Our contention that nuclear power was far more expensive that the SSEB or other power utilities claimed has been amply born out by the fiasco of electricity privatisation. The costs of waste disposal and decommissioning defunct reactors proved so high that private companies refused to touch them, forcing the government to withdraw nuclear power from its privatisation programme at the eleventh hour.
Our anxiety about nuclear waste has helped force the government abandon its plans for the dumping of radioactive waste several times.

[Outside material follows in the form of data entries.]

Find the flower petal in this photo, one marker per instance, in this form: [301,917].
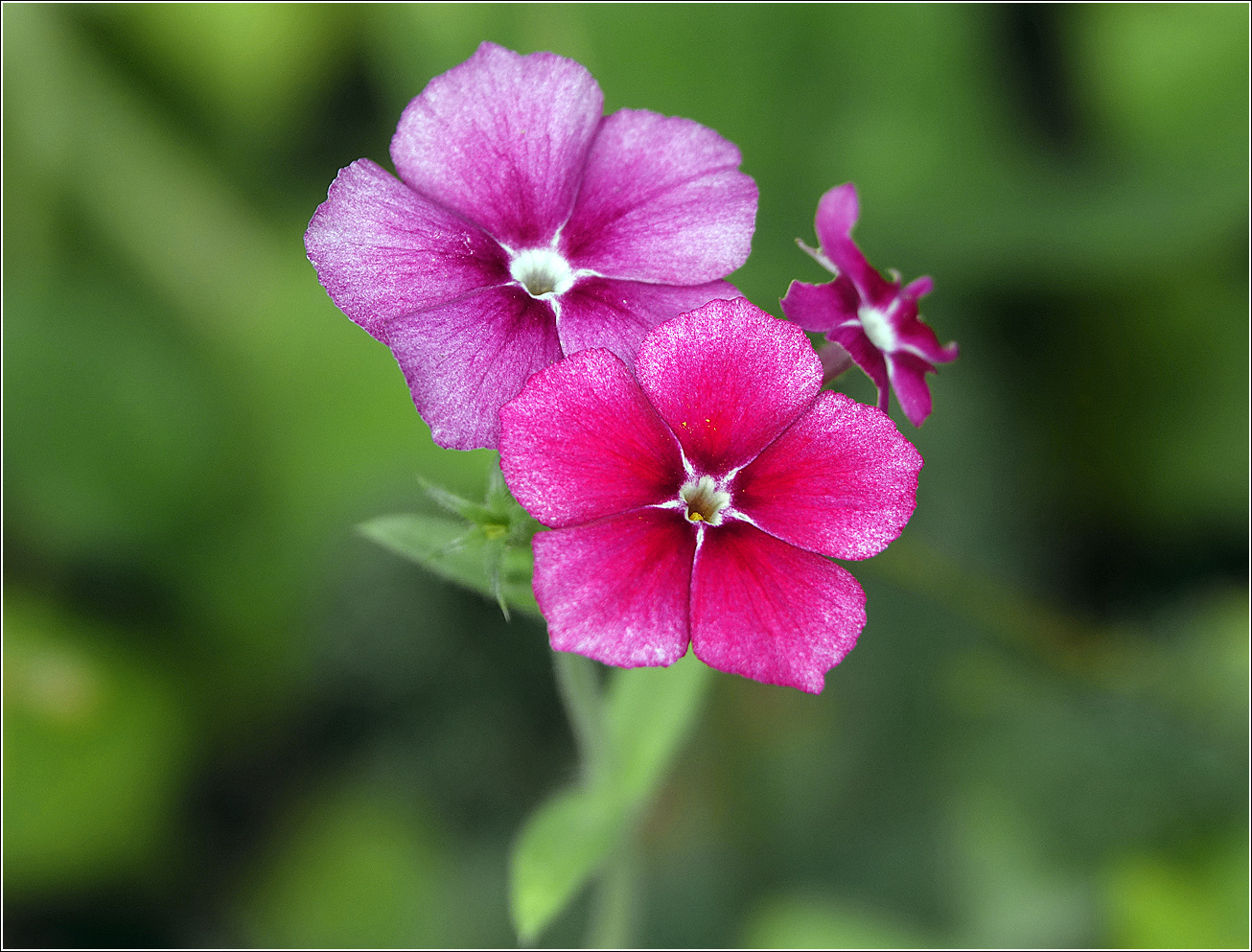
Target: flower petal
[909,381]
[834,360]
[837,215]
[466,359]
[581,441]
[866,356]
[770,612]
[840,481]
[617,589]
[663,200]
[502,139]
[617,314]
[728,379]
[382,250]
[919,338]
[822,307]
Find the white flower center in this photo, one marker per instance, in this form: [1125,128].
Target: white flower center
[876,328]
[705,501]
[541,272]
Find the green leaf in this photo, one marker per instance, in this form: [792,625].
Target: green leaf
[647,717]
[647,714]
[461,554]
[563,846]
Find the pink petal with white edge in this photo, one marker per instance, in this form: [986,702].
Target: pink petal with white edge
[581,441]
[866,356]
[617,314]
[770,612]
[837,215]
[382,250]
[909,383]
[618,589]
[840,481]
[467,359]
[822,307]
[502,139]
[728,379]
[662,200]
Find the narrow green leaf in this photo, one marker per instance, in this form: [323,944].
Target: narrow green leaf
[564,845]
[459,506]
[458,552]
[649,713]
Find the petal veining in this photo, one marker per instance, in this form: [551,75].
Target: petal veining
[617,314]
[728,379]
[501,139]
[662,200]
[581,441]
[617,589]
[840,481]
[466,359]
[382,250]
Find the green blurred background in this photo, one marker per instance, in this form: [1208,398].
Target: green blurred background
[230,719]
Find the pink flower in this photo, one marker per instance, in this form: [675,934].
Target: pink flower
[694,499]
[866,317]
[526,225]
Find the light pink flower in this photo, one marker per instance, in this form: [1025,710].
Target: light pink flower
[694,499]
[867,318]
[526,225]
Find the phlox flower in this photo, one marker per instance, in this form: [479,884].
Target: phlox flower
[867,318]
[694,499]
[526,225]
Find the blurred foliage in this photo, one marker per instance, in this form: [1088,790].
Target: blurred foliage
[230,719]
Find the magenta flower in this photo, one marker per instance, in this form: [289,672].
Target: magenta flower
[526,225]
[694,499]
[867,318]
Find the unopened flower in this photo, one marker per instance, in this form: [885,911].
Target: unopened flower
[867,318]
[696,499]
[526,225]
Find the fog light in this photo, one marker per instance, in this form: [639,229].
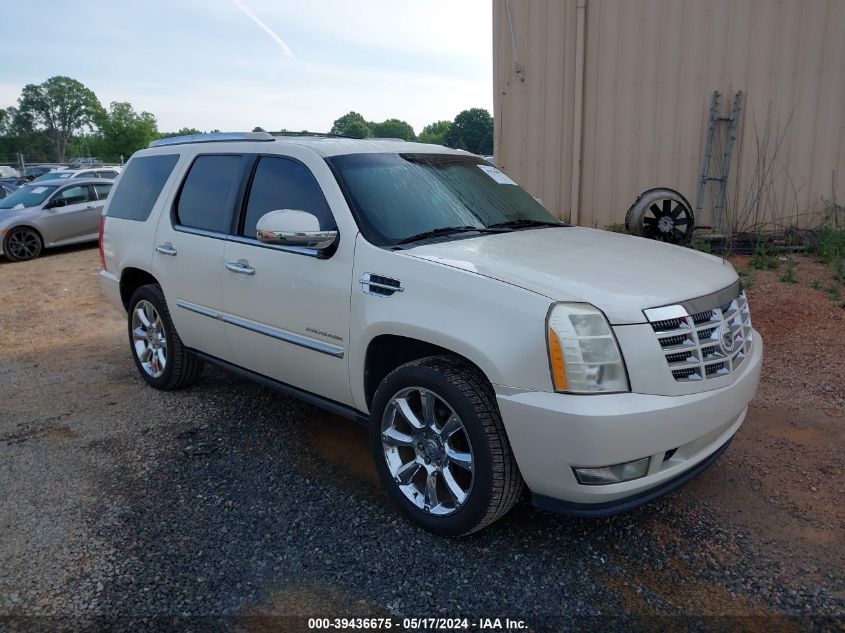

SCRAM was directly involved in the successful campaign against dumping high-level nuclear waste in the Mullwharcher hills in Galloway. Our arguments about nuclear safety were more than justified when Chernobyl exploded in 1986.
And then there is Dounreay, the fast reactor complex in Caithness. In the 1970s and 1980s we campaigned against Dounreay. We opposed its planned new European reprocessing plant, we argued against its nuclear waste dump and we shouted loud and long about its radioactive leaks. And what happened? We won, game, set and match. The place is being closed down. The fast reactor dream is dead.
In retrospect, these represent massive victories, far greater than we ever expected. It is almost as if, like children challenging the authority of our teachers, we have grown up to discover that the school has been shut down in our honour. There has been a true sea-change in public opinion, a radical transformation in the whole tenor of public debate, so that nowadays to be anti-nuclear is to be normal. To support nuclear power is eccentric.
That does not mean, of course that the problems are over. Far from it. The THORP plant at Sellafield has been given the go-ahead (prompting another fine flurry of anti-nuclear action at Torness and elsewhere). The nuclear industry is fiercely lobbying the government to lift the current moratorium on new power stations within the year. The confusion between nuclear power and nuclear weapons is causing a dangerous confrontation on the Korean peninsula.
The fight we began all those years ago with the help of Robin Cook and his navy jumper in the YMCA must go on. All of us in our different ways know what that means. Overcoming the cynicism and weariness of age, the old lies will have to be exposed, the old truths safeguarded, the old arguments won. The nuclear juggernaut, which we have forced to a halt, must not be allowed to start rolling again.